A father waits with his son in the Emergency Department of Kamuzu Central Hospital in Lilongwe.
Afternoon traffic in the Capital City neighborhood of Lilongwe.
One of many roadside produce markets seen in Malawi, this one in Ntcheu, along the road between Blantyre and Lilongwe.
Driving north between Blantyre and Lilongwe, looking west into Mozambique.
Beyond the central hospitals and district facilities of Malawi, there are “Healthy Centers.” These rural outposts serve thousands in extraordinarily resource-challenged settings. Yesterday’s visit to Migowi was to a Healthy Center, where just a handful of nurses and staff are the only healthcare providers available for a catchment area of hundreds of square kilometers.
One of the many children eager to be photographed, at the Migowi Healthy Center in the Phalombe District of Malawi.
Biking through the center of Migowi, just a few hundred meters from the Healthy Center.
Mount Mulanje, from the window of the UNICEF vehicle.
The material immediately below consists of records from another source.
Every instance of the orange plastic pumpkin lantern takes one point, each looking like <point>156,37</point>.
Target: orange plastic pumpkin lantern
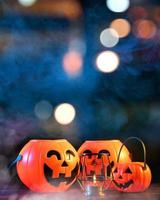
<point>97,160</point>
<point>48,165</point>
<point>132,176</point>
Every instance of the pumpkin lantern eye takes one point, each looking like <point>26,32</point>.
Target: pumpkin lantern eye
<point>100,154</point>
<point>69,155</point>
<point>54,153</point>
<point>128,171</point>
<point>88,153</point>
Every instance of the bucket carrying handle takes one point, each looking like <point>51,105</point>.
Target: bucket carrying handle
<point>143,146</point>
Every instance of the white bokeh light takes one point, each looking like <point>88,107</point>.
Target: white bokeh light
<point>27,2</point>
<point>109,37</point>
<point>118,5</point>
<point>107,61</point>
<point>64,113</point>
<point>43,110</point>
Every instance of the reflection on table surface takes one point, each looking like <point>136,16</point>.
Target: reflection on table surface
<point>153,193</point>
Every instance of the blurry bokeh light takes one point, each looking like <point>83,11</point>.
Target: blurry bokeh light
<point>138,12</point>
<point>145,29</point>
<point>64,113</point>
<point>107,61</point>
<point>122,27</point>
<point>109,37</point>
<point>77,45</point>
<point>118,5</point>
<point>27,2</point>
<point>43,110</point>
<point>72,63</point>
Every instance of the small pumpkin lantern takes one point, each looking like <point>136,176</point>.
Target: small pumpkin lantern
<point>100,155</point>
<point>132,176</point>
<point>48,165</point>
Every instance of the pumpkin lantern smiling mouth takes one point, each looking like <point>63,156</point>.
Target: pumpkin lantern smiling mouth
<point>125,185</point>
<point>62,178</point>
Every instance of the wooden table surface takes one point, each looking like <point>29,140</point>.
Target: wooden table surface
<point>153,193</point>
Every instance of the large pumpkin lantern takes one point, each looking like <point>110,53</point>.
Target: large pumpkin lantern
<point>98,159</point>
<point>132,176</point>
<point>48,165</point>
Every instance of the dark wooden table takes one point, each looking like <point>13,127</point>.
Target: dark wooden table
<point>153,193</point>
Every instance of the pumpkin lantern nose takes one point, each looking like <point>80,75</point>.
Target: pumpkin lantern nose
<point>64,164</point>
<point>120,177</point>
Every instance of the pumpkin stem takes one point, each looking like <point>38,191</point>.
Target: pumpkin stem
<point>144,149</point>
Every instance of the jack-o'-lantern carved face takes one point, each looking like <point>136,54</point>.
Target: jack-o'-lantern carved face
<point>50,165</point>
<point>123,178</point>
<point>131,177</point>
<point>60,168</point>
<point>96,163</point>
<point>101,157</point>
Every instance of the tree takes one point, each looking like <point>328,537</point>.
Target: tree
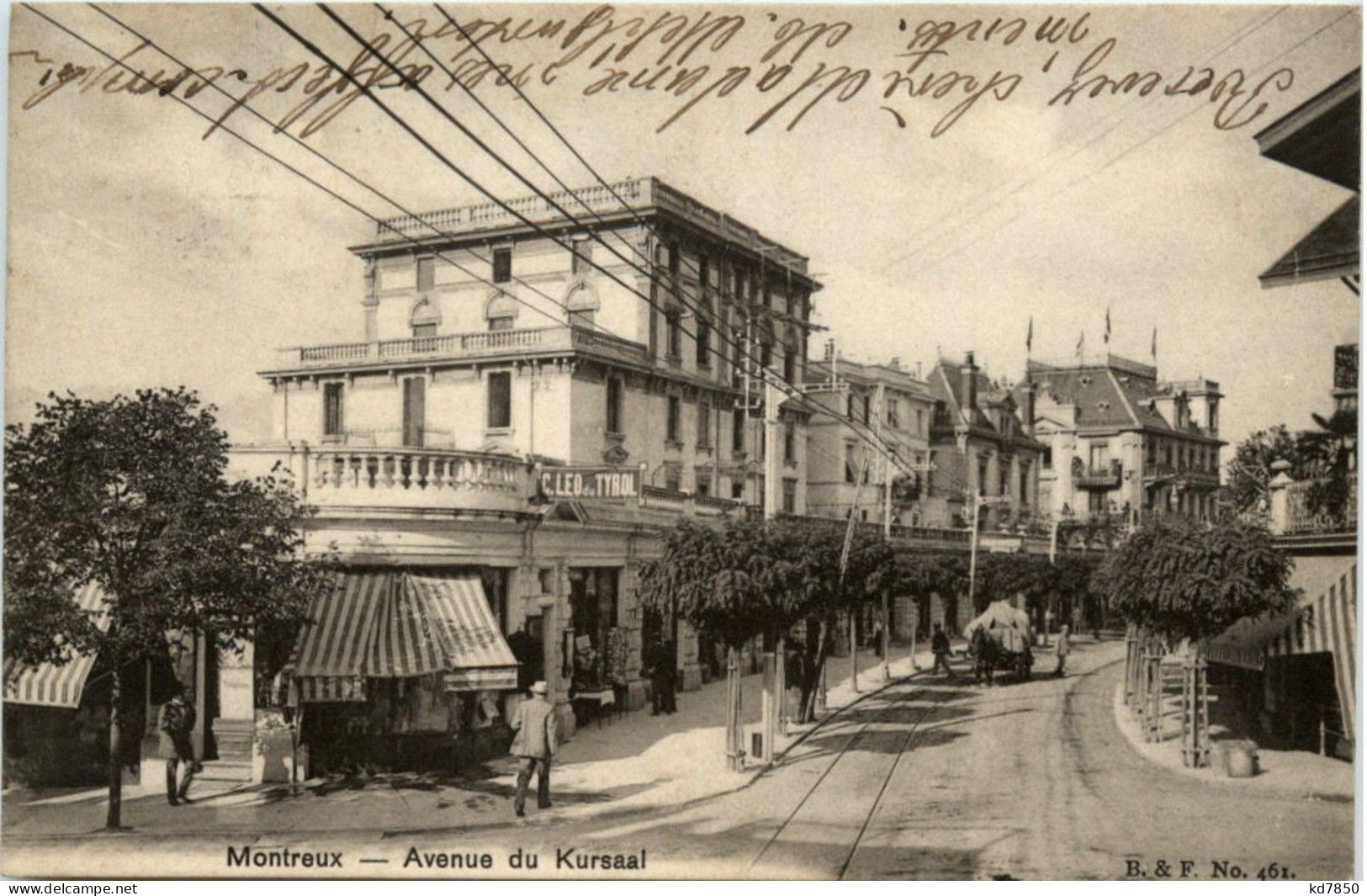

I take pictures. The Eiffel Tower. A Baltimore snowstorm. A mountain in Morocco. A glacier in Argentina. But two hours off the main road through the Phalombe District, around the base of Mount Mulanje, in the southeastern corner of Malawi, it’s a different feeling.
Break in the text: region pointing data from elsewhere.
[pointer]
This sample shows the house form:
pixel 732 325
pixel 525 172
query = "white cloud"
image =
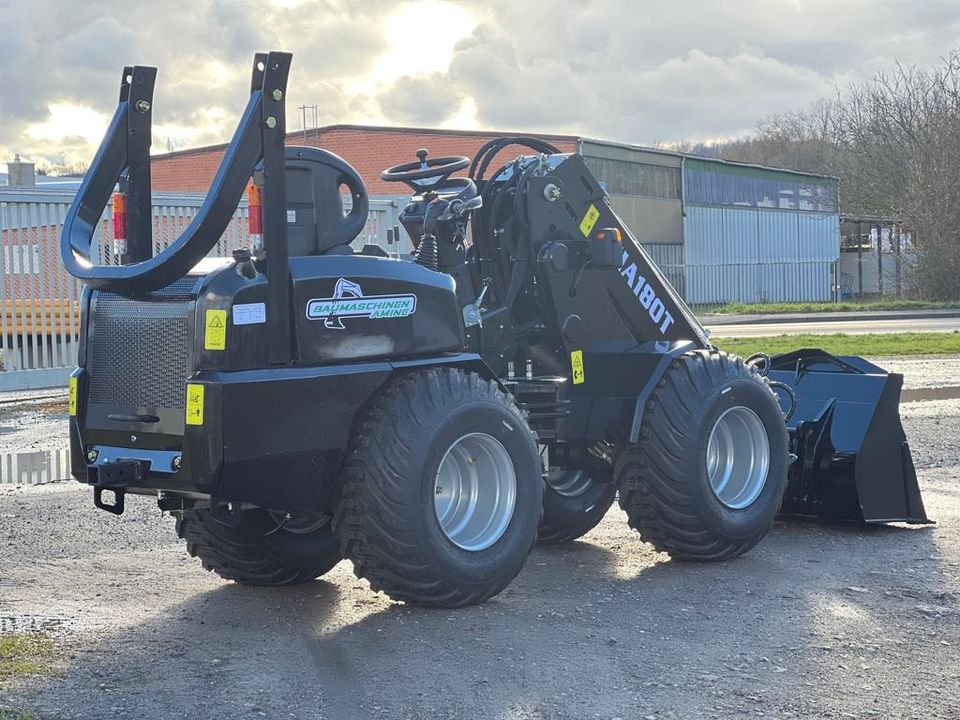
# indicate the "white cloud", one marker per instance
pixel 623 69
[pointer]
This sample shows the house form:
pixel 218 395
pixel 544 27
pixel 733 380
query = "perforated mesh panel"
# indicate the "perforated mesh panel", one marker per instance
pixel 139 347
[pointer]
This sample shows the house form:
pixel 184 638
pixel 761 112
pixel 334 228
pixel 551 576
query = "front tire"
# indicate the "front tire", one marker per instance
pixel 442 490
pixel 573 504
pixel 706 479
pixel 265 548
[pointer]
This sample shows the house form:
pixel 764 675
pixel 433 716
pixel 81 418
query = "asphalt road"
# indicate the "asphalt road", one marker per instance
pixel 854 327
pixel 816 622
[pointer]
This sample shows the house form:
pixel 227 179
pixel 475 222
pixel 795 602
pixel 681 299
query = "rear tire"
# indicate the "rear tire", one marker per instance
pixel 400 518
pixel 665 479
pixel 573 504
pixel 259 551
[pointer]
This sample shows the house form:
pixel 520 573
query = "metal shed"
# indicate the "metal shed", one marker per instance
pixel 722 231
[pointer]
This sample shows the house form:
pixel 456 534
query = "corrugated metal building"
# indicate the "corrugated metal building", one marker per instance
pixel 722 231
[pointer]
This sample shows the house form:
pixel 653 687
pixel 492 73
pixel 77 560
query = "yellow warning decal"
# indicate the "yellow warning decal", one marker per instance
pixel 72 404
pixel 194 404
pixel 215 336
pixel 576 362
pixel 589 220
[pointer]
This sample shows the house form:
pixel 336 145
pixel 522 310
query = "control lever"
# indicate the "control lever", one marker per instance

Seen from the passenger window of my taxi, on the way to the offices of UNICEF Malawi.
The woman behind the front desk, Olivetta, said there is violence in the city today. Police are clearing out the hawkers and touts from the main road toward the Capital City neighborhood, and people on the streets are reacting by throwing stones and resisting the police. “Don’t go there.”
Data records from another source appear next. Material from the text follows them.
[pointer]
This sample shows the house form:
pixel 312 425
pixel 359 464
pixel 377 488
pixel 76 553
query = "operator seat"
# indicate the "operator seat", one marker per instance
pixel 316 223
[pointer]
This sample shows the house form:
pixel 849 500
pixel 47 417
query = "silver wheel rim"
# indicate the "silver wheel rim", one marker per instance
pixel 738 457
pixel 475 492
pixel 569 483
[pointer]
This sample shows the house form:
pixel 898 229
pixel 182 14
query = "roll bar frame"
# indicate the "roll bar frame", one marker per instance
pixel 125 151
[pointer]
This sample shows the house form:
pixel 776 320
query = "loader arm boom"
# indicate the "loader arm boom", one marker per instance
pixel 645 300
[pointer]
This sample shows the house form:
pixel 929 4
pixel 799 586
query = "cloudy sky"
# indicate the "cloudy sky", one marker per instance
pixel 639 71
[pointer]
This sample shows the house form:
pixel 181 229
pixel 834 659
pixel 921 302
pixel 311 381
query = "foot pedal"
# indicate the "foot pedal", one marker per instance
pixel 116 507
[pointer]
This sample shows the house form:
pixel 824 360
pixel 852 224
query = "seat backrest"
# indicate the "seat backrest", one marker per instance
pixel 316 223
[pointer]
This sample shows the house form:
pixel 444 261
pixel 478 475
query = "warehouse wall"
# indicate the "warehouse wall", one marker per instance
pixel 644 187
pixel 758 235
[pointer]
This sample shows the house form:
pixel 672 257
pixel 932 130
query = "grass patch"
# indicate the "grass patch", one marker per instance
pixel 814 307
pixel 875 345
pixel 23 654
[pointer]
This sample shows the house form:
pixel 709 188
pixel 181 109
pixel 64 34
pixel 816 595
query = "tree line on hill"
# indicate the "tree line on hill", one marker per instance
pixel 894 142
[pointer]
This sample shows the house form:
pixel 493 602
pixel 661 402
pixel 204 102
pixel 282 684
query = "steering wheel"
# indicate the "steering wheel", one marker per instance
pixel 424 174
Roadside meat for sale, between the city and Lilongwe International Airport. I didn’t stop, but wished I could have.
It is warm. For the first time since my departure from Baltimore, many hours and 15,994 km of flying prior, I notice the air temperature. It is distinctly un-planelike. And humid. I have arrived in the terminal of Lilongwe’s airport and am staring out the window at the lush green fields reaching to the edge of the parking lot. Taxis and shuttles board their passengers for the half hour trip into the capital city. Rather than heading to the city, I wait for my backpack, naively hoping that the South African Airways staff will somehow discover it in the empty plane and bring it to me. When they finally tell me the bag is still in Johannesburg, I find a taxi and set out for my hotel.
Preparing to travel to sub-Saharan Africa brings a host of health requirements and recommendations. Western clinics respond by offering us vaccines and pills and sprays and solutions and nets. Three sets of vials are on the counter in this photo: Meningitis, Polio and Yellow Fever. A few dollars, a few needles and a few minutes later, I’m protected from diseases – more than 10 in all – that continue to take massive toll around the globe. It’s all so easy for us. Yet for millions on the continent where I’m headed, getting such protection is anything but easy. These are some of the things we take for granted.
I love watching airports. Whether it’s planes moving around the ramps or cargo being loaded or the distant lights of incoming planes on approach to a runway, there’s so much to see. So many possibilities of people and places and machines. The aircraft in this picture had just arrived from Kuala Lumpur, Malaysia, and was headed to Miami. Minutes later, a pallet carrying a massive BMW sedan would be loaded into the belly of the plane parked at the next gate, followed by the suitcases of the people sitting above.
After working in the east African country of Malawi for two weeks, an unexpected 30 hours in The Netherlands was a world of nearly polar opposites. A walk around Amsterdam, a train to Maastricht, carnival celebrations and snow. This was taken in Utrecht, in the all-too-brief minutes between changing trains, bound for Schiphol on a Sunday afternoon.